TORONTO (Reuters) - Canada’s main stock index saw renewed selling pressure on Friday following a two-day respite, recording its weakest close in more than two years, including deep losses for financial and energy stocks as crude oil prices hit fresh lows.
The selling has been “self perpetuating,” according to Barry Schwartz, vice president and portfolio manager at Baskin Financial Services, adding that “we have concerns about oil and high yield”
Oil prices extended their freefall, flirting with 11-year lows, after the International Energy Agency (IEA) warned that global oversupply of crude could worsen next year.
U.S. crude CLc1 prices settled at $35.62 a barrel, down 3.1 percent, while Brent crude LCOc1 lost 5.1 percent to $37.71.[O/R]
The Toronto Stock Exchange’s S&P/TSX composite index .GSPTSE fell 226.64 points, or 1.74 percent, to 12,789.95, with all 10 of the index’s main groups in negative territory.

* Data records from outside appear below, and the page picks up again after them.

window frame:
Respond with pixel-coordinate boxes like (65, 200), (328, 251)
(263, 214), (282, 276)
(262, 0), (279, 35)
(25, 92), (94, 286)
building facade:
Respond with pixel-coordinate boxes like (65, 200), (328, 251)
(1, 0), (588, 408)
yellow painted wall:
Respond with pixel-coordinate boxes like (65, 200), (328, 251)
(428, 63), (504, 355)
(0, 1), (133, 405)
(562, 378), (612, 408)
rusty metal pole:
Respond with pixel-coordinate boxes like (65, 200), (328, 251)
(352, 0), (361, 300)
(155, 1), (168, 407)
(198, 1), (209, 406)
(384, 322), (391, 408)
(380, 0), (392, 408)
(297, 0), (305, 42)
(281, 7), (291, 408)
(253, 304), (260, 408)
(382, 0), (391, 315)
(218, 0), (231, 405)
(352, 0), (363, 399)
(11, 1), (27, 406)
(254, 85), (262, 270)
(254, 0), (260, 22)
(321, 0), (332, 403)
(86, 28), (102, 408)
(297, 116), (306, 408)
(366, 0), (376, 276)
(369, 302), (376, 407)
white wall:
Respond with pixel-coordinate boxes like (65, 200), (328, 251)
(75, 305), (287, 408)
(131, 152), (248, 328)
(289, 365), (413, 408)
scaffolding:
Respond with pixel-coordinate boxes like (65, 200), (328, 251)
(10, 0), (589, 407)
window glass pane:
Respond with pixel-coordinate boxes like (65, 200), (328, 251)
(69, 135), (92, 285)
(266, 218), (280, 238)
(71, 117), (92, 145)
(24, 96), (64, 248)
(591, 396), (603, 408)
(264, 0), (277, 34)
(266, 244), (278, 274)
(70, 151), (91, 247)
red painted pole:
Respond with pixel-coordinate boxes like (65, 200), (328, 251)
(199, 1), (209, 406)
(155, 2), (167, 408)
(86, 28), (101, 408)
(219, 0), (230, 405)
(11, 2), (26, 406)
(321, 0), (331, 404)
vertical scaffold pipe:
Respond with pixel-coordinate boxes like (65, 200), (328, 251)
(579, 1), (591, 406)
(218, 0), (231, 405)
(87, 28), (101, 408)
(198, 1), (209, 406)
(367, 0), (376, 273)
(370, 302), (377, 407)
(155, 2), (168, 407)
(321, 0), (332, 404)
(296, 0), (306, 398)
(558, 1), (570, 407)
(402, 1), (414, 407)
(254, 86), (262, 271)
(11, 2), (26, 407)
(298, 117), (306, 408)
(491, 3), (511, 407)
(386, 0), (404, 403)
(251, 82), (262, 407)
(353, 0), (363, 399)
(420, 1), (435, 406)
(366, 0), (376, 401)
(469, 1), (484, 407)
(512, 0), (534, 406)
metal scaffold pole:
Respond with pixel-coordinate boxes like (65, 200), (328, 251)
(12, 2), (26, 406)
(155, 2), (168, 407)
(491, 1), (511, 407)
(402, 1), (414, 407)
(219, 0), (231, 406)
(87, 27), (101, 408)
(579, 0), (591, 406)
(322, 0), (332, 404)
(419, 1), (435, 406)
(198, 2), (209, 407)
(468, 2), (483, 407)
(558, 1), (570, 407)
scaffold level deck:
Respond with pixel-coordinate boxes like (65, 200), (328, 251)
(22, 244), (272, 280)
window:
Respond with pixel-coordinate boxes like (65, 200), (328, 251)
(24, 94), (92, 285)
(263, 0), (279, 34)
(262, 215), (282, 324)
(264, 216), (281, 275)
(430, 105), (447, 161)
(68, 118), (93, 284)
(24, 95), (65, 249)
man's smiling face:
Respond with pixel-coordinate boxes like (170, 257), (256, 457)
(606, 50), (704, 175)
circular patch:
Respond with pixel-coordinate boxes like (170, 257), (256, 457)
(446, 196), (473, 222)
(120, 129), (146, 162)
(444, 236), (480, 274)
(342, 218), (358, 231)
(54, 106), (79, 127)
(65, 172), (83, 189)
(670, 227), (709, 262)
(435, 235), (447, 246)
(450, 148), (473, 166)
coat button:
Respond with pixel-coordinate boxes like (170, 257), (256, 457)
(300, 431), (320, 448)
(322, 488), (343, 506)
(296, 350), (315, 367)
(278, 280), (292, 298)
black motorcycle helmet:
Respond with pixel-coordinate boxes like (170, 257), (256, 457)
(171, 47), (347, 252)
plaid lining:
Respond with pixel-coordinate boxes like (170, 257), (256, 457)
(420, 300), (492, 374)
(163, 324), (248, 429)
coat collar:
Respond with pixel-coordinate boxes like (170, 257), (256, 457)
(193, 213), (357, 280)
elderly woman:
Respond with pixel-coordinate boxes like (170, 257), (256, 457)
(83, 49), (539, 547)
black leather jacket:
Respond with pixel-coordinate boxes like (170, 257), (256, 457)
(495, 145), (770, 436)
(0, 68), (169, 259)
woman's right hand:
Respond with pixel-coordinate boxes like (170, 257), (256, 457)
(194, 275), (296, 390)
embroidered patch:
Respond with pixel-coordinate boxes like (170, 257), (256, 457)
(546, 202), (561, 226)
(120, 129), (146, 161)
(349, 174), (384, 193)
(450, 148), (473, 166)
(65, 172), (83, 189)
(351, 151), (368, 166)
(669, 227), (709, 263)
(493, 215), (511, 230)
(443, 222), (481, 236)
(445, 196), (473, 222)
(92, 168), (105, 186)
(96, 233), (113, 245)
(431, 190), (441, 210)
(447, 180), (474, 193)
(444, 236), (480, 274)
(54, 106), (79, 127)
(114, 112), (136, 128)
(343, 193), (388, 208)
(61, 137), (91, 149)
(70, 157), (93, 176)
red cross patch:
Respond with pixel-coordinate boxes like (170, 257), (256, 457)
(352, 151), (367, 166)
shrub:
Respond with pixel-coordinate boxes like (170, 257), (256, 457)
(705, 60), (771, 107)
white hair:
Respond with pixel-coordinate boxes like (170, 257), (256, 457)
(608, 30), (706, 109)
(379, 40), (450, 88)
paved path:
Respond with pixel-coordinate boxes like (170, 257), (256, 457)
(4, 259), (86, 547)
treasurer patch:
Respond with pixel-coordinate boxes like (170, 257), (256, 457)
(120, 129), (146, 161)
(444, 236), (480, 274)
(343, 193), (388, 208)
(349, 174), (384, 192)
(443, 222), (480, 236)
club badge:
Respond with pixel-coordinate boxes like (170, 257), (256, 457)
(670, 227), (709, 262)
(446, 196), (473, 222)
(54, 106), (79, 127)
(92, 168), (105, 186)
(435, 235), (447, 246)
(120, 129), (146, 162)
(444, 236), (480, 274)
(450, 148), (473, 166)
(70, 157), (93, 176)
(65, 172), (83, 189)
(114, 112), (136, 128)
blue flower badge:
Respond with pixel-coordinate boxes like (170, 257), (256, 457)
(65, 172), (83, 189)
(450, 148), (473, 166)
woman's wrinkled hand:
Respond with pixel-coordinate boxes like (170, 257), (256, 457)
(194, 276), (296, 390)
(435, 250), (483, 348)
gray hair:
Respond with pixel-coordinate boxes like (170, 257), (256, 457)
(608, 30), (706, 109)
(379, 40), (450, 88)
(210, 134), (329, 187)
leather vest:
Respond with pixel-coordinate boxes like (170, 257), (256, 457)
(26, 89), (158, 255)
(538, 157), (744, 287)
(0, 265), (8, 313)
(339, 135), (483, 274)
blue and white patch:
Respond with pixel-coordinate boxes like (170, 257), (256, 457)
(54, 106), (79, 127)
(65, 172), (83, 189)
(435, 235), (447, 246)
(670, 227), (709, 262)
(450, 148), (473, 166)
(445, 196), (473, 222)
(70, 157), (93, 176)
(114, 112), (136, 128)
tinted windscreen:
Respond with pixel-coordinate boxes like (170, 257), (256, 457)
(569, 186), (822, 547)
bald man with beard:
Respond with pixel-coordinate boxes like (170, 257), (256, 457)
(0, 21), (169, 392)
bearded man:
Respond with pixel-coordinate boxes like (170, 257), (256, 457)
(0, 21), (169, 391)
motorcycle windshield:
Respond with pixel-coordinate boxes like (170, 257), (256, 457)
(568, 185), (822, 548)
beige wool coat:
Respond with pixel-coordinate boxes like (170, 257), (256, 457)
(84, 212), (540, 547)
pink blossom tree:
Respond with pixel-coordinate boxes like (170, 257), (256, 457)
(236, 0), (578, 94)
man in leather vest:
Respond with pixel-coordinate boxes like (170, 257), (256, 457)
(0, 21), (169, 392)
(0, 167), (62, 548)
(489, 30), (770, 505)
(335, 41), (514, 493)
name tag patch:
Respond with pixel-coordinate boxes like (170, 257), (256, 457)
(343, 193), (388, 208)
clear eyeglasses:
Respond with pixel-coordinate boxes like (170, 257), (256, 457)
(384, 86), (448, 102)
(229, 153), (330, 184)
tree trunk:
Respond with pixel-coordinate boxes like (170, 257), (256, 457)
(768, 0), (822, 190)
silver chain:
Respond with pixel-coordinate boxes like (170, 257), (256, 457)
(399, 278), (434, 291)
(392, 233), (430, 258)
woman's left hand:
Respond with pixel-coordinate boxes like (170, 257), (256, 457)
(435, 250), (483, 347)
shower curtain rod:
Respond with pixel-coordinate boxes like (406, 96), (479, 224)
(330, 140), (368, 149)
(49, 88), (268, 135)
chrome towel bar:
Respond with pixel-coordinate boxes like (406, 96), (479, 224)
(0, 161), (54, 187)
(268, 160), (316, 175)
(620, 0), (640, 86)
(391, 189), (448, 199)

The index fell 4.3 percent over the week, moving back in sight of the intra-day low seen on Aug. 24 at 12,705.17.
Hudson’s Bay Co (HBC.TO) slumped 12.6 percent to C$17.40 after cutting its sales forecast for this year and next in an earnings report late on Thursday.
On the positive side, the maker of Ski-Doo snowmobiles and Sea-Doo watercraft, BRP Inc (DOO.TO), advanced 9.1 percent to C$22.01 after reporting soaring profit helped by favorable exchange rates.
Gold stocks also rallied, including a 2.0 percent gain for Goldcorp Inc (G.TO) to C$16.51, helped by a 0.3 percent rise in the price of spot gold to $1,074.72 an ounce.